I imagine you used a mouse at some point to navigate to this forum and to post this. Try to not use a mouse for a bit. That may give you an idea of what a TiVo browser experience would be like.


----------



## EvilMidniteBombr (May 25, 2006)

I'm not one to usually get on here and shoot down ideas. But I have to say that this would be bad. The tivo is not a good place for a web browser. I've tried the My Frame Facebook app a couple of times and hated it. Youtube searching is painful as well. There is no way an internet browser on the TiVo would be anything better. Especially without a mouse.


----------



## shwru980r (Jun 22, 2008)

Add the ability to use a mouse.


----------



## rlchurch (Oct 19, 2003)

Great, USB wireless mouse and keyboard. The processor is pretty hefty and the operating system is supposed to be Linux. It doesn't seem like a major programing challenge.


----------



## bradleys (Oct 31, 2007)

I have a browser in my New TV and I HATE IT!!! 

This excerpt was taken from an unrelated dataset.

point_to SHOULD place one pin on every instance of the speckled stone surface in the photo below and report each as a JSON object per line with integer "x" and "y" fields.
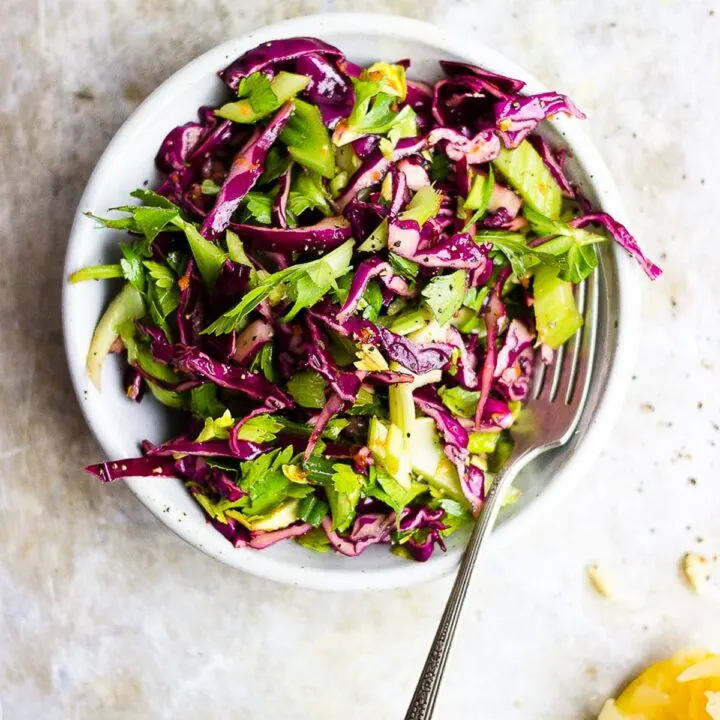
{"x": 105, "y": 614}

I will never use it - and If you can't get a decent presentation on a 55" 1080P, what is the point. I would far rather use my iPAD or my laptop.

hmmm - do you think maybe I have too many toys???


----------



## lrhorer (Aug 31, 2003)

orangeboy said:


> I imagine you used a mouse at some point to navigate to this forum and to post this. Try to not use a mouse for a bit. That may give you an idea of what a TiVo browser experience would be like.


That's a good analogy.


----------



## Bloke28 (Feb 25, 2011)

With the release of Google TV, surely Tivo plans to also make it possible to surf the web too??
And even some TV's can plug in a wireless adapter and browse these days..

I use a 42" TV as my PC monitor and Tivo Television, so to surf the web i have to change inputs to PC, then back to Tivo..

Plus it has USB at the back surely that could be adapted to work a USB keyboard and USB mouse?
Even if they have to be TIVO BRANDED MICE AND KEYBOARDS I'd buy em..


----------